Women’s final: Spain v Russia 13-12.
Bronze medal: Hungary v Netherlands 10-8.
For places 5-6th: Greece v Italy 5-7. For places 7-8th: France v Slovakia 17-8
Spain sat back to the European throne after six years and this was is no way surprising. The team played back-to-back World Championships finals in 2017 and 2019, and even though they suffered a shocking semi-final defeat against the Greeks two years ago in their home, Barcelona, this time they came up with a balanced performance and finished atop once more in Budapest.

With the Olympic berths already secured by both sides, the final was tense but not really nervous – as a consequence, the first half already offered a scoring festival. The action-packed opening period saw seven goals, the Russians took a 3-4 lead but the Spaniards geared up for the second and went in front while the teams netted one goal after the other. Nine more came in these eight minutes so by halftime the teams produced the amount which is usual during an entire match (8-8).
The real twists arrived in the third as Ekaterina Prokofyeva netted a 6 on 5 while the Spanish offence had been frozen for a while. Maria Bersneva added one more five minutes later for 8-10 and the next Spanish 6 on 5 was almost denied but with some luck the ball was recollected by Maica Garcia who broke the Spanish silence, lasting for 8:10 minutes. And in just 35 seconds Anna Espar scored an action goal – thus the last period also started from equal (10-10).

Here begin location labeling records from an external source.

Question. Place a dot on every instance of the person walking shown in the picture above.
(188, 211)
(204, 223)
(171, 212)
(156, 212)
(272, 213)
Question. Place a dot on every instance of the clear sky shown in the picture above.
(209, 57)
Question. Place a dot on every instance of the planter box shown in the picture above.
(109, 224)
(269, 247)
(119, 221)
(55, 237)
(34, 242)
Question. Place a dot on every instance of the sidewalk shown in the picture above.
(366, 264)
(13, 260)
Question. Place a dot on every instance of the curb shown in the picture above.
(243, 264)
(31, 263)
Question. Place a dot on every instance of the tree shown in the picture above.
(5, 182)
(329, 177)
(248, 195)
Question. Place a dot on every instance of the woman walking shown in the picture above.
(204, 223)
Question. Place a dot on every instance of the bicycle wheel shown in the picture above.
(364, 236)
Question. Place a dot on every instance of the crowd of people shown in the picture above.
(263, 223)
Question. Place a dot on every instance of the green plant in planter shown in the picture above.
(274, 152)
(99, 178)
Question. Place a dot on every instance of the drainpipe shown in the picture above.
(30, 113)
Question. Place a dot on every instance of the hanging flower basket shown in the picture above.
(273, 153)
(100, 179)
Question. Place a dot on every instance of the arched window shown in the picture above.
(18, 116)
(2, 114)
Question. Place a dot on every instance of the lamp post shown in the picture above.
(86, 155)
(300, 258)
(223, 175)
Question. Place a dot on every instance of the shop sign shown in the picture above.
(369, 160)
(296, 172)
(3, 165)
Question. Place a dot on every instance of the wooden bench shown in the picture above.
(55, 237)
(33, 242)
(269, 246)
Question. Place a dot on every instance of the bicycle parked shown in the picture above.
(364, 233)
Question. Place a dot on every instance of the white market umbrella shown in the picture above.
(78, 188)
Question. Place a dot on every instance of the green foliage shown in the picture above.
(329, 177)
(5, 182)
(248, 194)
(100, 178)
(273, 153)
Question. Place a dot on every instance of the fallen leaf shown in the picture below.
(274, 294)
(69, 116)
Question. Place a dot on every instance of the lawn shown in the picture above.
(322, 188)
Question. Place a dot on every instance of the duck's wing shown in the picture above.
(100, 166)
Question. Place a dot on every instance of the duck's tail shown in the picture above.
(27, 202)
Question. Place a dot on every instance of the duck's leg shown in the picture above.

One more lucky goal signed that Spain was really on the rise, this time the other Espar sister Clara could put away the rebound in a man-up. Russia had an extra to equalise but it was missed and soon Garcia delivered her trademark action goal from the centre with 4:14 remaining. Olga Gorbunova, who was just one goal shy of tying Rita Keszthelyi’s feat of 28 goals as the top scorer, was blocked in the following 6 on 5 – on the contrary, Paula Leiton’s powered one more in for Spain from the 2m line in a man-up for 13-10. It was a 5-0 rush from Spain and that decided the title. The Russian ‘freeze’ took 9:30 minutes, even though they pulled two back in the remaining time but the second came 22 seconds before the end, Spain kept the ball and launched great celebrations at the end.